In 2016/17 King’s College Hospital NHS Foundation Trust saw 55,000 alcohol-related hospital admissions. To meet this challenge, the new team increased their presence in the emergency department (ED) and implemented an alcohol screening and brief intervention teaching programme for frontline staff. This has allowed staff to intervene earlier so that patients are not admitted to hospital inappropriately when suitable community treatment options are available.

Between November-January the ACT diverted 65% of all alcohol-related ED referrals to community services, representing a potential saving of 598.5 bed days (based on NHS Digital Hospital Admitted Patient Care Activity 2016/17 data where average length of stay is 6.3 days). The team has also seen a decrease in the average length of stay for alcohol-attributable hospital presentations from 4.9 days to 4.2 - 33% lower than the national average.

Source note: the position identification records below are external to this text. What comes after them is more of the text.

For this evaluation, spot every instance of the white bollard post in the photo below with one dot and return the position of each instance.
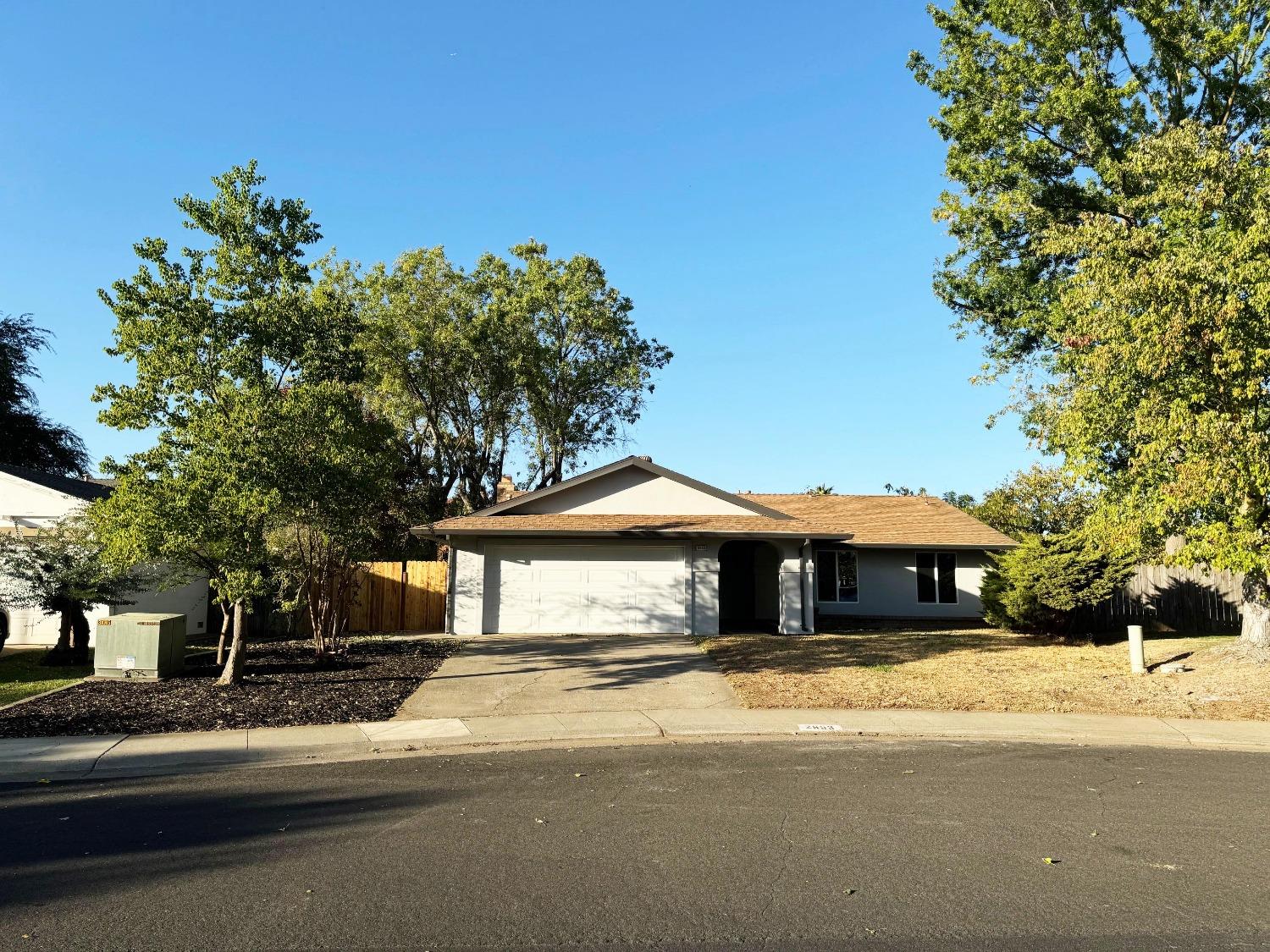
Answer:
(1137, 650)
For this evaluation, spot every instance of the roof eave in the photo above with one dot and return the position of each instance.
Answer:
(441, 532)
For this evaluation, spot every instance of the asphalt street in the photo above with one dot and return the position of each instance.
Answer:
(813, 843)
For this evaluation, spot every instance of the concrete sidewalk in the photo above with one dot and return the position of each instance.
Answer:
(129, 756)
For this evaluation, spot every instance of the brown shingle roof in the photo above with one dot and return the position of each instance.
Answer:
(866, 520)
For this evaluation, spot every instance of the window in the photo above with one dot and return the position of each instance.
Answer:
(836, 576)
(936, 578)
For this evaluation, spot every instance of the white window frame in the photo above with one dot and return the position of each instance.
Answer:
(917, 579)
(837, 589)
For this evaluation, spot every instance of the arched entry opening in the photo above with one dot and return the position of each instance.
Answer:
(749, 598)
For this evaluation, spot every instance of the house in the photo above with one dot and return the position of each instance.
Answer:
(637, 548)
(32, 500)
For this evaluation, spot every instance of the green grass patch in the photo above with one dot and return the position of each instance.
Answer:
(22, 674)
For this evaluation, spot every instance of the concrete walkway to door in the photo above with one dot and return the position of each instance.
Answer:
(516, 674)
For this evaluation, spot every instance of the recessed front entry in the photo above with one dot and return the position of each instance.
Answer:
(584, 589)
(748, 586)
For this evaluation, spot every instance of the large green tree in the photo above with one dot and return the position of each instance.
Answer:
(588, 371)
(1107, 212)
(1041, 500)
(1041, 106)
(446, 348)
(1162, 391)
(229, 344)
(533, 362)
(27, 437)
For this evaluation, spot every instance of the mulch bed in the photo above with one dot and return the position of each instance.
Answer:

For those patients who are admitted to hospital, often for another acute medical need, the team ensures their withdrawal symptoms are appropriately managed, reviewing them daily and providing psychosocial interventions. Strong links with community drug and alcohol services and outpatient detox care have been established to improve continuity of care for patients being discharged from hospital.

Thomas Jones, ACT Service Lead, said:

These initial results are very promising and indicate that the ACT is vital for reducing the burden alcohol-related presentations have on the NHS and of course improving patient outcomes.
It’s also been great to see such overwhelmingly positive feedback from patients and colleagues praising ACT staff for being caring, efficient and respectful individuals who are helping to improve quality of care.

Staff on the Denmark Hill site can refer patients to ACT via the electronic patient register (EPR) system and can obtain current contact details on the KWIKI internal web-based information resource.

The King’s Health Partners Addictions Clinical Academic Group are one of the largest providers of NHS addictions services in the UK.